1. I am aware of this. I am just scaffolding the library. Just to avoid doing
something fundamentally wrong (like reaching 80fps instead of >1000fps ;oP). In
the future, the library should be more general. In this case, I take advance
that it is always 1 byte per sample. To be honest I don't know why it is using
float in the C++ version. The
[API](http://www.vapoursynth.com/doc/api/vapoursynth.h.html#getreadptr) states
that both the read and write pointer are uint8. Doing floating point vector is
something that I should try in the future.
2. I bit like chinese for me :O/. I understand that the left column is the C
generated from Nim, and the rigth column is the assembler generated. The
bottleneck is because of the 22s for the row1? I am surprised. At the end of
the day, I first iterate on rows and then in columns.

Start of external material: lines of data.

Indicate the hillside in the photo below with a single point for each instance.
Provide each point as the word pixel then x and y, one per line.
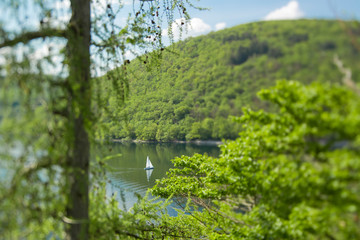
pixel 209 78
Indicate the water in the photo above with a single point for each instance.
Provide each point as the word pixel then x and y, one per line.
pixel 127 175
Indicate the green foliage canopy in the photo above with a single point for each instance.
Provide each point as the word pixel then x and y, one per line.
pixel 216 75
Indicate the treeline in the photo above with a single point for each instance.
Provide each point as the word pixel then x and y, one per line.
pixel 202 81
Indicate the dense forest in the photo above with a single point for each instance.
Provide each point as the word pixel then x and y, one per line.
pixel 202 81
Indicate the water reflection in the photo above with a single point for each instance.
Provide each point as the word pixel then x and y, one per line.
pixel 127 175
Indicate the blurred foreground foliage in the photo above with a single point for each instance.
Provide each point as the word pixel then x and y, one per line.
pixel 291 174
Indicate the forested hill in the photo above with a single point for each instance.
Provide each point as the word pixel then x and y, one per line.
pixel 210 78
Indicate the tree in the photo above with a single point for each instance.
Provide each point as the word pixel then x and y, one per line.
pixel 293 174
pixel 57 114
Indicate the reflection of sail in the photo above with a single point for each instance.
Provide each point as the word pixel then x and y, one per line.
pixel 148 164
pixel 148 174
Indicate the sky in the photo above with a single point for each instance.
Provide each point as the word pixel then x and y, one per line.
pixel 221 14
pixel 229 13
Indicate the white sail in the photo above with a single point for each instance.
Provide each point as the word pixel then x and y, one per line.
pixel 148 174
pixel 148 164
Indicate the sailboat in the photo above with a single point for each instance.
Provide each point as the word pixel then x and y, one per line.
pixel 148 164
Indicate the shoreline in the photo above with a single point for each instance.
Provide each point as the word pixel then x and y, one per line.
pixel 197 142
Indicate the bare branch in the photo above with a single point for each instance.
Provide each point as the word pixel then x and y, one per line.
pixel 28 36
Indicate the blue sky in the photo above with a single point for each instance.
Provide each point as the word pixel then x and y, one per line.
pixel 222 14
pixel 229 13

I used both strategies as can be seen here:
proc `[]`*(frame:ptr VSFrameRef, plane:cint ):Plane =
let ini = frame.getPtr(plane)
let stride = frame.stride(plane)
return Plane(ini:ini,stride:stride)
Run
I will give it another shot as you suggest.
Regarding the triple iteration, I realized that, but I don't want to change
that (yet) until I get similar performance to the C++ version with similar
algorithm.
I tried to perform a filter with
[ArrayMancer](https://github.com/mantielero/VapourSynth.nim/blob/master/src/filters/Mancer.nim)
but I got worst.
My short term objective is trying to reach in the order of the 3000fps using
float32 and multithreading (keeping similar to the C++ algorithm).
Next step, to eliminate the triple loop on the rows and to see if I can reduce
the number of times that I call getStride and getPtr.
In the long term I'd like to try vectorization.